UNPAID LABOR Shaped America's Military Success
In 1775, George Washington became the General of the Army for the Revolutionary War. He didn’t want Unpaid Laborers to be soldiers. The British Army said that they would free any Unpaid Laborer that would join them.
The British offer forced Washington’s hand because of the threat of an armed uprising by freed Unpaid Laborers. And then there was the problem of not enough white recruits. This forced America to make the same offer as the British had made to Unpaid Laborers, and General Washington changed his mind.
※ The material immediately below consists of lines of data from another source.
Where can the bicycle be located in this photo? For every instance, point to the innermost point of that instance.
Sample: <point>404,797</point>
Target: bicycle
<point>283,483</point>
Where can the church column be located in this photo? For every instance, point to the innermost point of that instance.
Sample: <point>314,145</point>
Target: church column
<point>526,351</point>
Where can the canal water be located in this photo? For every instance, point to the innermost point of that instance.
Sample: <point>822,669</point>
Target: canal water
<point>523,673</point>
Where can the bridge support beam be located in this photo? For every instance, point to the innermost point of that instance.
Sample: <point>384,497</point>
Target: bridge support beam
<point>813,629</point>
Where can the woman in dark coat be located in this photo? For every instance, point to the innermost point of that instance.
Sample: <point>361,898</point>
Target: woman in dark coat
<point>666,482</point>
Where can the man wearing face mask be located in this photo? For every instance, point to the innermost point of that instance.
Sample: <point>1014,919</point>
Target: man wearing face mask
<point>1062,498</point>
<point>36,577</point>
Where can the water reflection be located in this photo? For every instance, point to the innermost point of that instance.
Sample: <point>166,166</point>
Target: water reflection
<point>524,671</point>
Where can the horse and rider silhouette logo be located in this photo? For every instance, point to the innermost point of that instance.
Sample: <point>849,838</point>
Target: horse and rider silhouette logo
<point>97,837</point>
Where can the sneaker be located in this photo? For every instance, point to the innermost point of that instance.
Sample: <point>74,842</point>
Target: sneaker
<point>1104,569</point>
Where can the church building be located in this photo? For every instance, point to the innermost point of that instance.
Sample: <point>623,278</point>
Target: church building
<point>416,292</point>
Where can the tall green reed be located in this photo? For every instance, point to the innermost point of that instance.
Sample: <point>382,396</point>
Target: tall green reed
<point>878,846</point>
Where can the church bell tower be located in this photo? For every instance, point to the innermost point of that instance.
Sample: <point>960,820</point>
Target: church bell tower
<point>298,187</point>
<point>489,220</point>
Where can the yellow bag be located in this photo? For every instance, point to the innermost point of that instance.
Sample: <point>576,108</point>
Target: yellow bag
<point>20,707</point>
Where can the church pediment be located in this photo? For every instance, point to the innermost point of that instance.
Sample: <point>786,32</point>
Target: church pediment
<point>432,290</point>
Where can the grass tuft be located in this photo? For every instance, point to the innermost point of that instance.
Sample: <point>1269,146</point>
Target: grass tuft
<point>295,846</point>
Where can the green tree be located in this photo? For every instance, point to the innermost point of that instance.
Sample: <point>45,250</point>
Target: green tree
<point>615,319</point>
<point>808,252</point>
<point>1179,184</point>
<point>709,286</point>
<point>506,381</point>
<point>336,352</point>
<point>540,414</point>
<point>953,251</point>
He would say, “We must use the Negroes or run the risk of losing the war...” The Revolutionary Army was America's most racially integrated army until the Vietnam War.
In 1862 President Abraham Lincoln, believing that the United states could lose the Civil War, decided to issue the Emancipation Proclamation. A proclamation says what is going to happen. The Proclamation said that slaves held by the Confederates were free, and could join the Union army. It was a military step he had to take. While it freed absolutely no one—since Unpaid Laborers in lands the U.S. controlled remained enslaved—it encouraged Unpaid Laborers to leave their masters and fight for their freedom in the U.S. military. More than 200,000 enlisted in the Army and the Navy. Their contribution helped the United States to win the Civil War.
The Emancipation Proclamation accomplished three (3) major military objectives:
- It created a reason for 180,000 Unpaid Laborers to become soldiers in the United States Army
- It reduced the South’s labor force
- It stopped France and Great Britain from joining forces with the South. France and Great Britain were the most powerful countries in the world back then!